Feb 6, 2019
Can a one-day conference at a university breathe life into a cause that lately appears to have stalled: involving the Catholic laity in ending the crisis of authority and trust afflicting the Church in the wake of the sex abuse scandal? If not, here's hoping that at least it points a way out of the present impasse.
The February 6 session on this topic at the Catholic University of America brings together Cardinal Daniel DiNardo of Galveston-Houston, president of the U.S. bishops' conference, university president John Garvey, theologian Christopher Ruddy, and others. I wish them well. Although there's already been plenty of talk about involving the laity in addressing the crisis, steps toward actually doing that have lagged so far.

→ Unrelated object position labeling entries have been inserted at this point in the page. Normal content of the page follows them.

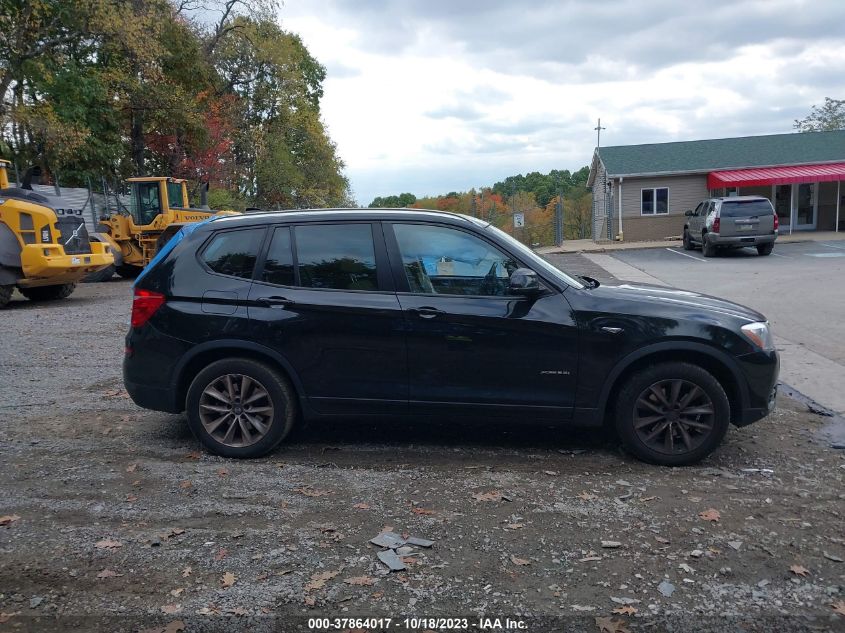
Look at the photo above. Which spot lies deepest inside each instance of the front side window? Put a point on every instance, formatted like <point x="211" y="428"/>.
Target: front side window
<point x="338" y="256"/>
<point x="234" y="252"/>
<point x="745" y="208"/>
<point x="654" y="201"/>
<point x="146" y="202"/>
<point x="174" y="195"/>
<point x="441" y="260"/>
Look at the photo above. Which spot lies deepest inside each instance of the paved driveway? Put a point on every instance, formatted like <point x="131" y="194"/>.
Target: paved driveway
<point x="800" y="288"/>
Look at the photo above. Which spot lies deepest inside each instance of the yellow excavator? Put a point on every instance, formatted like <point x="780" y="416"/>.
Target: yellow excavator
<point x="158" y="208"/>
<point x="44" y="245"/>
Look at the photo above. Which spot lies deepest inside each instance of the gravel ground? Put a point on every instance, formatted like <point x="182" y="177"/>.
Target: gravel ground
<point x="116" y="520"/>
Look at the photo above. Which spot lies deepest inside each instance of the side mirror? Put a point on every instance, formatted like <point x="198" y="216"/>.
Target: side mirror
<point x="524" y="282"/>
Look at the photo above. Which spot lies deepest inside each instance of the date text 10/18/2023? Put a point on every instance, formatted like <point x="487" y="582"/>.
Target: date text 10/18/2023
<point x="417" y="623"/>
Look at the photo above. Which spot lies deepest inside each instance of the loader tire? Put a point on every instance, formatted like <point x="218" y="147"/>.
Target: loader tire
<point x="101" y="275"/>
<point x="48" y="293"/>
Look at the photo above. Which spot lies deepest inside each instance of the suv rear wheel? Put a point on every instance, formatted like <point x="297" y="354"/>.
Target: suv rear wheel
<point x="673" y="414"/>
<point x="241" y="408"/>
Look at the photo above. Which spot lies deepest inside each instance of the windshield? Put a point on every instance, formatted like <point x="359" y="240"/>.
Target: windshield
<point x="537" y="263"/>
<point x="746" y="208"/>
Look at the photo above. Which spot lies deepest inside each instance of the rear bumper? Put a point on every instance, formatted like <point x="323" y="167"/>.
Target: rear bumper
<point x="47" y="264"/>
<point x="155" y="398"/>
<point x="741" y="240"/>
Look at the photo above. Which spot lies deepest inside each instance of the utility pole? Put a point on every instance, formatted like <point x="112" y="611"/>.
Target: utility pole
<point x="559" y="219"/>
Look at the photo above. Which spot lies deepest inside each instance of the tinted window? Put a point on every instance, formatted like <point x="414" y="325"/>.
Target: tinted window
<point x="278" y="268"/>
<point x="746" y="208"/>
<point x="337" y="256"/>
<point x="234" y="252"/>
<point x="440" y="260"/>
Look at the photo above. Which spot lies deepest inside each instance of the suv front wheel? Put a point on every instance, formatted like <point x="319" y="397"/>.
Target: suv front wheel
<point x="673" y="414"/>
<point x="241" y="408"/>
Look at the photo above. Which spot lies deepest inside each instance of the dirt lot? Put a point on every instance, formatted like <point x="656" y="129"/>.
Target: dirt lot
<point x="117" y="521"/>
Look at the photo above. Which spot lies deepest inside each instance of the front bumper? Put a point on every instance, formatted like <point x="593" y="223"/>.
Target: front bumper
<point x="761" y="371"/>
<point x="48" y="265"/>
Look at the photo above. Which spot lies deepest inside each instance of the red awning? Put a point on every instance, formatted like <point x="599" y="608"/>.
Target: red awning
<point x="776" y="175"/>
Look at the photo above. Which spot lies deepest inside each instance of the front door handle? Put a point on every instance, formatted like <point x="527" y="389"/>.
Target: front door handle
<point x="427" y="312"/>
<point x="274" y="302"/>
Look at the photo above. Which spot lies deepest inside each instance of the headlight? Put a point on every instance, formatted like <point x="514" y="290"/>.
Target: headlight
<point x="760" y="335"/>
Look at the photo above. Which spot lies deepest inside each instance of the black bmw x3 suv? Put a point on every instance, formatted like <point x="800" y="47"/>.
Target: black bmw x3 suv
<point x="251" y="323"/>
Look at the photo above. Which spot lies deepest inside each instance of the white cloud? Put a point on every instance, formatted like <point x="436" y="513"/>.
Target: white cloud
<point x="430" y="96"/>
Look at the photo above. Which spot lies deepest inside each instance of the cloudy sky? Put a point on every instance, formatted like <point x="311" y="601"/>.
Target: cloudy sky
<point x="430" y="96"/>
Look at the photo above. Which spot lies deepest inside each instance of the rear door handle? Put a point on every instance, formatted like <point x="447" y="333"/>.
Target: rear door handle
<point x="427" y="312"/>
<point x="274" y="302"/>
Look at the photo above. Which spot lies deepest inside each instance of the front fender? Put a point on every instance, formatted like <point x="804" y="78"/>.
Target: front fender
<point x="657" y="349"/>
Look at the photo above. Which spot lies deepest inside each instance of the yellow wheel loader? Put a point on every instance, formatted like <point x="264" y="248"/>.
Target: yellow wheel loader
<point x="44" y="245"/>
<point x="158" y="208"/>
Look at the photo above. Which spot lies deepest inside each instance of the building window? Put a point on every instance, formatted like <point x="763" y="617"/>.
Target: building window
<point x="654" y="201"/>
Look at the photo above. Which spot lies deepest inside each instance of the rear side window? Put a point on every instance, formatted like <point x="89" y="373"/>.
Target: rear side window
<point x="234" y="252"/>
<point x="278" y="268"/>
<point x="746" y="208"/>
<point x="339" y="256"/>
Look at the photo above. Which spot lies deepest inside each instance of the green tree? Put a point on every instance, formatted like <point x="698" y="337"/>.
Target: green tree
<point x="393" y="202"/>
<point x="282" y="152"/>
<point x="830" y="116"/>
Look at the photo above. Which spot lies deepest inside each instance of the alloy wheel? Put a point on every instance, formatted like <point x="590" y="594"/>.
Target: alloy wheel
<point x="673" y="416"/>
<point x="236" y="410"/>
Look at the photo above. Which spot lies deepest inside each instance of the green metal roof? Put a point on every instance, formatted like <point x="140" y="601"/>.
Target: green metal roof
<point x="724" y="153"/>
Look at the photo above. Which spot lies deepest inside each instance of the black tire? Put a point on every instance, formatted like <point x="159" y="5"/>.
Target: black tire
<point x="707" y="248"/>
<point x="101" y="275"/>
<point x="279" y="394"/>
<point x="48" y="293"/>
<point x="694" y="442"/>
<point x="765" y="249"/>
<point x="6" y="295"/>
<point x="127" y="271"/>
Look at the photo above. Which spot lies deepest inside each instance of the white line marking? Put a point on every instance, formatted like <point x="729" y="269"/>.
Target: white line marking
<point x="672" y="250"/>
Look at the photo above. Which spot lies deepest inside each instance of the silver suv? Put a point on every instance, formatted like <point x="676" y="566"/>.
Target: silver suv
<point x="732" y="222"/>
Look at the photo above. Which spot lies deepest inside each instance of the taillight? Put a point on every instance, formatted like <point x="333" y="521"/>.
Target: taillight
<point x="144" y="305"/>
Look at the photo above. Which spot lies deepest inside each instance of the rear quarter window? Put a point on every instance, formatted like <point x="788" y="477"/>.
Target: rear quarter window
<point x="746" y="208"/>
<point x="233" y="252"/>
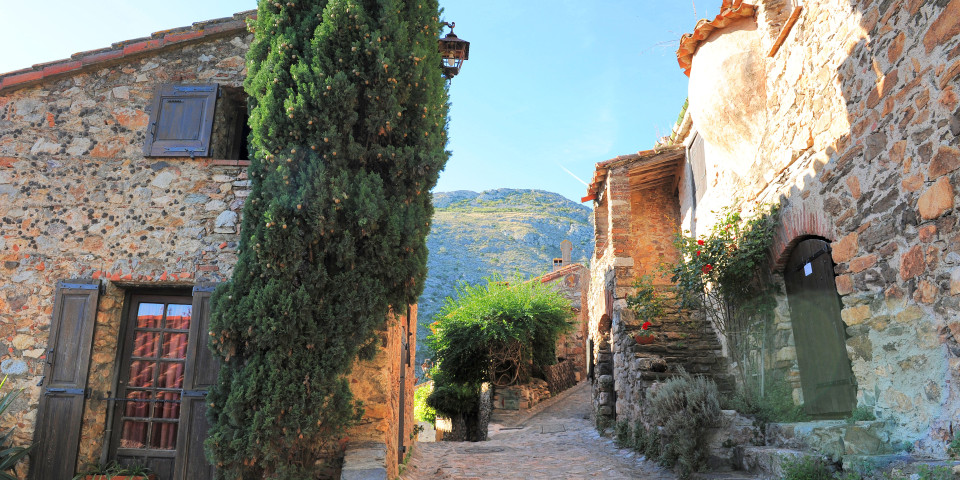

Example: last November, as the American bishops meeting in Baltimore were preparing to tackle a proposal for a lay commission to handle complaints about bishops, the vote was sidetracked by order of the Pope. Rome's explanation was that it was better to wait for results of a late February meeting of bishops whom Francis has summoned to meet and discuss the abuse scandal. And then – who can say? Meanwhile the idea of involving the laity in holding erring bishops accountable is on hold.
This pattern of talk without action is hardly new. On the contrary, the question of the laity and their place in the Church has for a long time existed in a larger ecclesial context involving issues of authority and the distribution of responsibility. These matters, already pressing, are destined to become still more urgent as the shortage of priests gets worse.